1

I have a 2d numpy array called my_data. Each row represents information about one data point and each column represents different attributes of that data point.

I have a function called processRow. It takes in a row, and does some processing on the info and returns the modified row. The length of the row returned by the function is longer than the row taken in by the function (the function basically expands some categorical data into one-hot vectors)

How can I have a numpy array where every row has been processed by this function?

I tried

answer = np.array([])
for row in my_data:
    answer = np.append(answer,processRow(row))

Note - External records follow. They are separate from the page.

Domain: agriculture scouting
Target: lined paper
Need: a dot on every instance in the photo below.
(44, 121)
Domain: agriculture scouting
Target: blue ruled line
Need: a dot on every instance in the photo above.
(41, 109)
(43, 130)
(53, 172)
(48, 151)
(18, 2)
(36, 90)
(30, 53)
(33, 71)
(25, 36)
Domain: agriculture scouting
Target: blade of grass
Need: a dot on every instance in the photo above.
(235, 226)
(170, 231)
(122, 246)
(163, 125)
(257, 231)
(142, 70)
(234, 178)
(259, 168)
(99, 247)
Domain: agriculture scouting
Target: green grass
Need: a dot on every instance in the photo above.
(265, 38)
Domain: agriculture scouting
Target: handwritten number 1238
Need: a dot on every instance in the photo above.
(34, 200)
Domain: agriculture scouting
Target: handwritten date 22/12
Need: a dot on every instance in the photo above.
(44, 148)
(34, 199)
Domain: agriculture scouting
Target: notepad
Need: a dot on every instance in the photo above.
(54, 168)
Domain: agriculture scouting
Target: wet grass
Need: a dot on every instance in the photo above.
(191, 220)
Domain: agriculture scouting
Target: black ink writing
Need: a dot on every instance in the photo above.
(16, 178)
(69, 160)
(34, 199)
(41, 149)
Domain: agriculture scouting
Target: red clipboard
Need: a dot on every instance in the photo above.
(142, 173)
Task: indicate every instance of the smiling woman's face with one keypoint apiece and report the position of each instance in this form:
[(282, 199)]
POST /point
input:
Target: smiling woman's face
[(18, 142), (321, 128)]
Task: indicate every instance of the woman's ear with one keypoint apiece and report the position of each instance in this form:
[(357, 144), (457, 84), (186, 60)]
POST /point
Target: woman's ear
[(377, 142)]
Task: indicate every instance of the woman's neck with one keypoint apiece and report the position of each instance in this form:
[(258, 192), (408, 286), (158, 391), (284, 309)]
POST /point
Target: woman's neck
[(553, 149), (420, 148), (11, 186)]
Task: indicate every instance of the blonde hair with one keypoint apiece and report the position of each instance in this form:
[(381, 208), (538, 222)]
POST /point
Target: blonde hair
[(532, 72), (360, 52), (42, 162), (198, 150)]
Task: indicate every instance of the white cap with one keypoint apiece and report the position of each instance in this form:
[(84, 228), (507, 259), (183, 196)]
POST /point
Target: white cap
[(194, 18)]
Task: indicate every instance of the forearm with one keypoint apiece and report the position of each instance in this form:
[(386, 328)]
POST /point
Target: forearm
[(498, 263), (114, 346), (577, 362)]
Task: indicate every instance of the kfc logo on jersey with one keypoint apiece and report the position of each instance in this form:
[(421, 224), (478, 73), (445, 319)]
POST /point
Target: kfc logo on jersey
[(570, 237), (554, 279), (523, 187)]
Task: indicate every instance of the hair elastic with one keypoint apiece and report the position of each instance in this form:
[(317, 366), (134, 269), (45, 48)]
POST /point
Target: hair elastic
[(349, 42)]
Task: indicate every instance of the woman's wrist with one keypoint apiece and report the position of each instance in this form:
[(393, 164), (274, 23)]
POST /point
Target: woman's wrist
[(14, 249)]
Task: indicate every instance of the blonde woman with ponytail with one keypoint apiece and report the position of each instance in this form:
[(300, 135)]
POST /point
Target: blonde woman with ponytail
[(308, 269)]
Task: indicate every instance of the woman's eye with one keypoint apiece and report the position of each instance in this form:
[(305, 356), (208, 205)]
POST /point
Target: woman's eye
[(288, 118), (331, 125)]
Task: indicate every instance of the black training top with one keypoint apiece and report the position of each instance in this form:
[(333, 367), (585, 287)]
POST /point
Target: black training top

but at the end, the answer is just a single really long row rather than a 2d grid

quantumbutterfly
  • 1,815
  • 4
  • 23
  • 38

2 Answers2

2

You can use vstack rather since row has a different shape to answer. You also need to be explicit with the shape of answer:

In [11]: my_data = np.array([[1, 2], [3, 4]])
    ...: process_row = lambda x: x  # do nothing

In [12]: answer = np.empty((0, 2), dtype='int64')
    ...: for row in my_data:
    ...:     answer = np.vstack([answer, process_row(row)])
    ...:

In [13]: answer
Out[13]:
array([[ 1,  2],
       [ 3,  4]])

However, you're probably better off doing a list comprehension, and then passing it to numpy after:

In [21]: np.array([process_row(row) for row in my_data])
Out[21]:
array([[1, 2],
       [3, 4]])
Andy Hayden
  • 359,921
  • 101
  • 625
  • 535
  • You may want to do this in cython, or pandas, to be more performant, but it's unclear what the best strategy is without more information on process_row. – Andy Hayden May 06 '18 at 21:52
  • I tried this but it was way too slow. It ran for 10 minutes before I quit it. I think `answer = np.vstack([answer, process_row(row)])` takes linear time because it copies `answer` each time, making it take O(n^2) time overall. @Aklys 's solution runs much faster so I'm accepting his solution – quantumbutterfly May 06 '18 at 22:32
  • @quantumbutterfly yes, his answer is the same as the one at the end of mine "you're better of a list comprehension" ... only more verbose. – Andy Hayden May 06 '18 at 22:35
  • Oh whoops, overlooked that part. Sorry about that – quantumbutterfly May 06 '18 at 22:38
1

I'm not sure if I entirely got what you were after without seeing a sample of the data. But hopefully this helps you get to the result you want. I simplified the concept and just added one to each value in the row passed to the function and added the results together for a total (just to expand the size of the returned array). Of course you could adjust the processing to whatever you wanted.

def funky(x):
    temp = []
    for value in x:
        value += 1
        temp.append(value)
    temp.append(temp[0] + temp[1])
    return np.array(temp)

my_data = np.array([[1,1], [2,2]]) 

answer = np.apply_along_axis(funky, 1, my_data)
print("This is the original data:\n{}".format(my_data))
print("This is the adjusted data:\n{}".format(answer))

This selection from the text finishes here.